Hilary Bradbury presented on developmental friendship as a practice, and how it’s possible also in politics.  Drawing from constructivist theory developmental friendship she described stages of practice in which those involved are integrating emotions and power that in time moves from being unilateral to allowing mutuality in caring for self and others, in service of our wide communities.

Finally, ex-mayor of Rentaria, Julen Mendoza, spoke more personally. He shared about his own experience of anxiety/panic attacks that made his work difficult. He then saw how the political arena does not welcome vulnerability. He reflected that men in politics have been trained to deny their own and others vulnerability. This has resulted in being oppositional towards the feelings of  caring.  These feelings are closely associated with the relational ways of being and working that we associate with women. We also associate them with being weak. He made it clear that any new political culture therefore requires us to notice how men and women have been brainwashed.

A new balance

It is time for a new balance between masculine and feminine in the political arena. It is time for more positive emotions. It is time to integrate power with love.
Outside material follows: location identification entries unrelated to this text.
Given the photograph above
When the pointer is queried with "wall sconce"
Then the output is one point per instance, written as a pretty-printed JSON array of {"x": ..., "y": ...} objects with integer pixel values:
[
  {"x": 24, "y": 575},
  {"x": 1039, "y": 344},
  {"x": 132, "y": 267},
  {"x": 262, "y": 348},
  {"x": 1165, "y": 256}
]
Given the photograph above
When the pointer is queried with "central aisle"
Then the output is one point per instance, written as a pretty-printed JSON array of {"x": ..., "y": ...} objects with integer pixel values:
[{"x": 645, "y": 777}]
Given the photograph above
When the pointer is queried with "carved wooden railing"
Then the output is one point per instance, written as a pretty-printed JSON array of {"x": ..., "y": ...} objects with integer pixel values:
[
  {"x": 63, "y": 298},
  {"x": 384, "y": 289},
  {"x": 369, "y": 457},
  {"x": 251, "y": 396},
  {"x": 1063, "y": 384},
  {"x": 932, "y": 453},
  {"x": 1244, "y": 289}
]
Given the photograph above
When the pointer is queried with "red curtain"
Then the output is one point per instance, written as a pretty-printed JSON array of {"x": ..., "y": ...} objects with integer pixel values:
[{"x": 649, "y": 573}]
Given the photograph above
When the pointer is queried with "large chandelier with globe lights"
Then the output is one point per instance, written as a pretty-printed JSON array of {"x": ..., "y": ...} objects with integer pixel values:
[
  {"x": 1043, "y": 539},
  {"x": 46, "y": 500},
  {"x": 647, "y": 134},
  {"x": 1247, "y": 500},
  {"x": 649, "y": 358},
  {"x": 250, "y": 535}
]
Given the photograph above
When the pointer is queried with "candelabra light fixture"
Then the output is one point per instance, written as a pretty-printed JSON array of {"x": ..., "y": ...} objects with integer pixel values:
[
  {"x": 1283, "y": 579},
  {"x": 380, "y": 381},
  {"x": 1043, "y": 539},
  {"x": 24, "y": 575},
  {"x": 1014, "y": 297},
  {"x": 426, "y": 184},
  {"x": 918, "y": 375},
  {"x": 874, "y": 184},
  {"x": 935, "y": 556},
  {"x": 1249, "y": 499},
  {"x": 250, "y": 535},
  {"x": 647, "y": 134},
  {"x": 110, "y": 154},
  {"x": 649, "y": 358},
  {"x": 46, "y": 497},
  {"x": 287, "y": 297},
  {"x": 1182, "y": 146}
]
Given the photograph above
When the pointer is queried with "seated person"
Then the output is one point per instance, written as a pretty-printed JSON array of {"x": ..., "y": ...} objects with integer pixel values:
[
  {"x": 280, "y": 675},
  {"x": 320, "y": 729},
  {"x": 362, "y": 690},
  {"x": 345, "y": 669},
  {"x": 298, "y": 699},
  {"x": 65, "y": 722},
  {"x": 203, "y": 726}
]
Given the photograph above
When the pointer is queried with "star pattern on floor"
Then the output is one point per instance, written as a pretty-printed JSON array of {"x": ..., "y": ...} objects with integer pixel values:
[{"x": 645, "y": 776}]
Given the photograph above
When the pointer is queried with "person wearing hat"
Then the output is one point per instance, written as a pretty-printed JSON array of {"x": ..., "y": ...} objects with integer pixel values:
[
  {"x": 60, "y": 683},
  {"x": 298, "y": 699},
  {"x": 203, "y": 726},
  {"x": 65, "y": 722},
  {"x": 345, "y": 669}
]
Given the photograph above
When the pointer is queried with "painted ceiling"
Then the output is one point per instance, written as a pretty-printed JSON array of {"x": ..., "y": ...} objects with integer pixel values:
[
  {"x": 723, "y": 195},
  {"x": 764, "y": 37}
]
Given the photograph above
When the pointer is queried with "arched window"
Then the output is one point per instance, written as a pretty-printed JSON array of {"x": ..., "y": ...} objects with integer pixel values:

In the words of Martin Luther King,

“Power without love is reckless and abusive, and love without power is sentimental and anemic.”

In the words of organizational ARTist of the early 20th Century, Mary Parker Follett,

“Genuine power can only be grown … genuine power is not coercive control, but coactive control. Coercive power is the curse of the universe, coactive power, the enrichment and advancement of every human soul .”

We look forward to this experiment continuing in the Basque region with a new set of political actors. We look forward to its also proliferating to a new region of the world!